Chuck McManis wrote:
Out of curiosity, lets say you were given the task I've set for myself which is described thusly:
Provide a system that gives shell and email service to a dozen users, hosts perhaps 15 or so mailing lists, provides DNS for 20 - 30 machines.
Preferred OS and what makes it the one you choose?
Ubuntu. All the loveliness of Debian but actually usable in the real world.
Preferred MTA and what makes it the one you choose?
Exim. http://shearer.org/MTA_Comparison
Name service?
Name service?
ssh implementation?
Not really a question. But if there must be an answer then OpenSSH from the distro, remembering to make sure we have the distro's security stream in our package sources.

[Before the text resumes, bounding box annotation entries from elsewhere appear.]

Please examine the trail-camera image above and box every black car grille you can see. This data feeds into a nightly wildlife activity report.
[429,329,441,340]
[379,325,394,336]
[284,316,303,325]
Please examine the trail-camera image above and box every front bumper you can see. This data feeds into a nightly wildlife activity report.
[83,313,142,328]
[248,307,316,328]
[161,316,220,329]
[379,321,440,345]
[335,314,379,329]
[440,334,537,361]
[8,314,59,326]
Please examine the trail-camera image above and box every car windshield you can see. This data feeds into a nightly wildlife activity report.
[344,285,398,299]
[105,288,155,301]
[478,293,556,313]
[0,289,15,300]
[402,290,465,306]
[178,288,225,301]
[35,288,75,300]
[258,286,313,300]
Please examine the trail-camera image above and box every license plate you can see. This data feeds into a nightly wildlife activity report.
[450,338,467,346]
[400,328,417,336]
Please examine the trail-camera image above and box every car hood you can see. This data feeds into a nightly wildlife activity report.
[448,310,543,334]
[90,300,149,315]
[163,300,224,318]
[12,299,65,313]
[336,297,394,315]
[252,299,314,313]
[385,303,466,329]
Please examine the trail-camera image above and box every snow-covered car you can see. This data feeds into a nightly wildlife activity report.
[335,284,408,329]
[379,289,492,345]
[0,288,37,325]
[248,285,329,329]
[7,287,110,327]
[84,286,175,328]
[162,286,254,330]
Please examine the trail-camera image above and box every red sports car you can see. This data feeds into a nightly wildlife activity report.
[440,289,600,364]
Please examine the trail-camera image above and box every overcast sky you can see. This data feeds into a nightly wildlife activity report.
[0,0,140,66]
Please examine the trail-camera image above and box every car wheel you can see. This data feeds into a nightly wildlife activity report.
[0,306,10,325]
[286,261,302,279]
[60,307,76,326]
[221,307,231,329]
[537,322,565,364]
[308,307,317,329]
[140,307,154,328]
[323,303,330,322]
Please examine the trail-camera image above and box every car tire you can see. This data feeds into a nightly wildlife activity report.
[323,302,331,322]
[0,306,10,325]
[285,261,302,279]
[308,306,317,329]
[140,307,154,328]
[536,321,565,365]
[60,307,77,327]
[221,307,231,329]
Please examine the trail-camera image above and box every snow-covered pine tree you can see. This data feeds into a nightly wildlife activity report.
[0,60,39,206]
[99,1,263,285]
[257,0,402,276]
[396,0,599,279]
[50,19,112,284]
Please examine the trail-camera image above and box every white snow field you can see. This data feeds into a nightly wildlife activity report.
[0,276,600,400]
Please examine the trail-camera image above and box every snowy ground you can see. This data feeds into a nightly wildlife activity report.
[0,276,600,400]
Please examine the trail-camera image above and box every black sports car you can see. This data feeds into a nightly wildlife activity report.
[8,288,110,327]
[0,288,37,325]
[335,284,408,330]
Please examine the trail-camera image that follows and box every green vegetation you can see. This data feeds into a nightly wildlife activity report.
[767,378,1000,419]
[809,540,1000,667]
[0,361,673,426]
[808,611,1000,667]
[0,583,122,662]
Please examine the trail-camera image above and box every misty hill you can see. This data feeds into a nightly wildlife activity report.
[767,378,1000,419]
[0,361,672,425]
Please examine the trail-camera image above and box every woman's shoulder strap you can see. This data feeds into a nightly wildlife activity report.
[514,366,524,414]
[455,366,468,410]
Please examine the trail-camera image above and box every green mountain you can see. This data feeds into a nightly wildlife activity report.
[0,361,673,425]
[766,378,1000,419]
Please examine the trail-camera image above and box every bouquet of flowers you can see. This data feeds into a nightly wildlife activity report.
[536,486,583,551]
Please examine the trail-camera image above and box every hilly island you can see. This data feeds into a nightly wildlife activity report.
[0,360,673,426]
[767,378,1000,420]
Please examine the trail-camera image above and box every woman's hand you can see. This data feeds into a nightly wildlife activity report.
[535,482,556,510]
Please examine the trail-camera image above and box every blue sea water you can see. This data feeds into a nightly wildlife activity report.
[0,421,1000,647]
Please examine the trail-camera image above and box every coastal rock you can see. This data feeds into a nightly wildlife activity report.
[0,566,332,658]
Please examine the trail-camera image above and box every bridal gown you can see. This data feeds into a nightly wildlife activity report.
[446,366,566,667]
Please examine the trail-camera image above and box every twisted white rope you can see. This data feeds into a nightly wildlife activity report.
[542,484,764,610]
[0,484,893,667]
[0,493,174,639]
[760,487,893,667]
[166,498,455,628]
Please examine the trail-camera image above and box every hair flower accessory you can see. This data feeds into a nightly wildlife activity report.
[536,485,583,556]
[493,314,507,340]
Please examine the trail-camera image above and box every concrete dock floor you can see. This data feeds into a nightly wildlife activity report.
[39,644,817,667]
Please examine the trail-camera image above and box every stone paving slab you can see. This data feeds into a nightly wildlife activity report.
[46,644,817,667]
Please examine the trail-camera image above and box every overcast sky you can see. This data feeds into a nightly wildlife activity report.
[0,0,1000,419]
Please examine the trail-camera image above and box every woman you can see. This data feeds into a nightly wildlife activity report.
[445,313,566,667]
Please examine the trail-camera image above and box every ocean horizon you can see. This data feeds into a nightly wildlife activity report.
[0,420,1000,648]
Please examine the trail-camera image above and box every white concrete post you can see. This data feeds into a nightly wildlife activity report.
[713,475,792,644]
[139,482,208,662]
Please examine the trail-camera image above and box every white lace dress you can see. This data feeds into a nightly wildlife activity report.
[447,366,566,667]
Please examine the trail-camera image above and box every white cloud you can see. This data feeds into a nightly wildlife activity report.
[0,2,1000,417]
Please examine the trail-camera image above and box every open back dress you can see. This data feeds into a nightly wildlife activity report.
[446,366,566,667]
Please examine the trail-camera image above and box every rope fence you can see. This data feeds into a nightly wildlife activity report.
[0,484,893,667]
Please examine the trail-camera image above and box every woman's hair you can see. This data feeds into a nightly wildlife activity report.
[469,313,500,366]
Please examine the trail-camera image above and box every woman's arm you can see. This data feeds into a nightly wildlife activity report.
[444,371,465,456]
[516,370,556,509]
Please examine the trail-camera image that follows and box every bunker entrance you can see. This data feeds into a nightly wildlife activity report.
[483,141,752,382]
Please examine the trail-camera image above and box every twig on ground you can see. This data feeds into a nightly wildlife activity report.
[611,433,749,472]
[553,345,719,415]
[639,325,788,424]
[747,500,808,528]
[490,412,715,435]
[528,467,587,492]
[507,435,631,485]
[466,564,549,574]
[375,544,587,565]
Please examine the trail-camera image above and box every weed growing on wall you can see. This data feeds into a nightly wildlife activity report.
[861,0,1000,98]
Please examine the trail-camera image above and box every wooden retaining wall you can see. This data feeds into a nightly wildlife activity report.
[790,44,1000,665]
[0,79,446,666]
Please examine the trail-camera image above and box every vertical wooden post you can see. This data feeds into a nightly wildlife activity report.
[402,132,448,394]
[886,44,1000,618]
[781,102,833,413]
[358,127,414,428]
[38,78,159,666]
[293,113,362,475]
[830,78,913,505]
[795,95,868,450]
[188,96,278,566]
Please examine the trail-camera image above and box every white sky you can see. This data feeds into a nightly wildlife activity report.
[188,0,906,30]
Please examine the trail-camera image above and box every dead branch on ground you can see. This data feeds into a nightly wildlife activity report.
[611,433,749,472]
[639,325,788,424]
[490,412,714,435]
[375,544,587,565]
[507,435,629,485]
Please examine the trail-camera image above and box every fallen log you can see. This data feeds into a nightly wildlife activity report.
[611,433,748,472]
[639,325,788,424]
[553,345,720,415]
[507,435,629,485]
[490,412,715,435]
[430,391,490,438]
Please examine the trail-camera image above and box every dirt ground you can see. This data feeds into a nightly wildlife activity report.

(If you need more security than this, then you should have the funds to do this properly without asking questions on mailing lists. If you need more security but aren't attracting that revenue stream, then in the wrong game and you need to go home and have are re-think about what you want to do to make a living.)
Hardware?
Rent a virtual machine (e.g. Xen based). This saves you having to make capital expenditure on hardware (= keeps the bean counter happy). Also it means you can do backups to S3 over the backbone.
Now I'll confess that in the way back times I helped start a company that built this exact thing as a hands off appliance for small to medium businesses, the company was called 'FreeGate.' When the domain was retired I believe one of the boxes reported back an uptime of just over 5.5 years for a 48 user, 150 host domain.
I've not generally noticed a problem with uptime these days.